Atop the Church of my father’s town — whose worship might have denominated his own had he stayed to be born unconverted, baptized in the worn lap of a spouting gargoyle idol — there’s a crucifix, a cross holy and sacred, and yet so much smaller than the halfmooned, bit crescent nail of my forefinger: a mere crux ordinaria as it’s called Latinwise, as if it’s a species of sentient life, and so cycled mundanely as both predatory and prey — one of the stilled and yet fearsome, toothy mutant dominion perched to threaten, and yet precariously, on its claws at a cornice; this figure promoted supernaturally through the ranks of the demons, risen to lord it above its more featured fellows invested with lesser symbol and wings to top the highest reach of this Cathedral, let’s say it is, there atop the tallest of the innominate, decardinaled steeples as if a rood rod installed to conduct any wrath that might call. Here I’m pregnant with milk in white air, with this cross burying itself into the eye of my navel, gouging spinedeep, its crossed arm barring me, nailing itself into me as if forbidding, in an intervention nothing short of superfluous, and divinely dismaying: refusing me a world I’ve already forsaken — a father’s domain to which I don’t dare tempt return, even prodigally, even if Heavenly proven, made then remade…I belch a brilliant millions of stars, and then — hisssssss…it’s my voice you’re hearing on the wind, of the wind, exploded to weather, to pieces of pieces, my immensity popped, scattering shards; usurpers to shove their ways through my tatters, remains, these patches, those righteous splinters of flesh and boneslivers, badges of me, and rainbows’bands, remnants never to be put back together, never to be revesseled, spitstuck, or tikkuned with whose love, tell me how on a gust — never to be assimilated again into any becoming anew, another In the beginning again, yet another arrival for seating whether at table, in pew…perfection’s hope lost to a lateness, a gap yawning lag, a void purely defiled, immaculate as immaculately unclean, and so, never to heal: the wound wound between clockhands — below, and clasped still — which distance maintained is all that sustains.

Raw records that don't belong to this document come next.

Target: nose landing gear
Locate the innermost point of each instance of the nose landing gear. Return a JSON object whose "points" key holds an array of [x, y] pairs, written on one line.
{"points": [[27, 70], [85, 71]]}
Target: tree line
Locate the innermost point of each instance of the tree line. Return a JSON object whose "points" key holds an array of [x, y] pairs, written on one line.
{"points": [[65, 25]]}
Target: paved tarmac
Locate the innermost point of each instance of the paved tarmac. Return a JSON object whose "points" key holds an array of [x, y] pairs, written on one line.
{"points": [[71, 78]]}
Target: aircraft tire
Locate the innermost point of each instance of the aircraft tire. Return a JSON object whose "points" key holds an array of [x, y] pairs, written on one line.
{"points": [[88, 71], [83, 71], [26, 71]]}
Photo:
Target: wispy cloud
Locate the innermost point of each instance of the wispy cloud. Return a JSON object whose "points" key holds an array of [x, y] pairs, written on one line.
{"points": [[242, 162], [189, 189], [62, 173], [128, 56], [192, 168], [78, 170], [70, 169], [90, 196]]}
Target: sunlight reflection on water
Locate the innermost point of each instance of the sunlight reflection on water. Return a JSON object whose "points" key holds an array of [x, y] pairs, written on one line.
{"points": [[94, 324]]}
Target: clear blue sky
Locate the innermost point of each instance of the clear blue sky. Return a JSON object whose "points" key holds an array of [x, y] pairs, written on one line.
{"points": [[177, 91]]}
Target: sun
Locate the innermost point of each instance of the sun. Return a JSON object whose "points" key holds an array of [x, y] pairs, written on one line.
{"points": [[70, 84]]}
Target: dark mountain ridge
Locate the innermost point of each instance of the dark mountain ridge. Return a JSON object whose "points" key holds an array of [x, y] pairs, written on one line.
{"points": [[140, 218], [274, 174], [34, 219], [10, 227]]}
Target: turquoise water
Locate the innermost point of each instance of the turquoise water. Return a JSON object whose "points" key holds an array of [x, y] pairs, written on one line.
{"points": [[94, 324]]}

As shards of me fall from the sky as if shards of the sky — this weathering of me through the world.

All that remains of me are two horns, here in a Square, having lately grown from my head, then shed, scattered atop the earth, tipped and tumbled, and blown through by wind — Hear O Israelien, the hollowness of their howl…

Mere artifacts, for the museum we know as the future.

One day last, or so it’s been said, they’ll be found, on which end they’ll be sounded with lip and with lung: their blast to bloom up from the fundament, through a cadence toned to the heavens, reflectively pitched low to the grave…an opening, this cadence existing only between pitches, within them, this the moment of every conversion, the last — when air becomes sound, the assimilation of breath into call…a life, mouthforced into summons: a perfect interval, this high note rising ever further to kiss at the face of the void, resolving into a horizon on which the world will rest its revolutions, soon, in our time. And listen — this will be the death of both silence and Babel, of question and answer, all reborn as a freeing of air.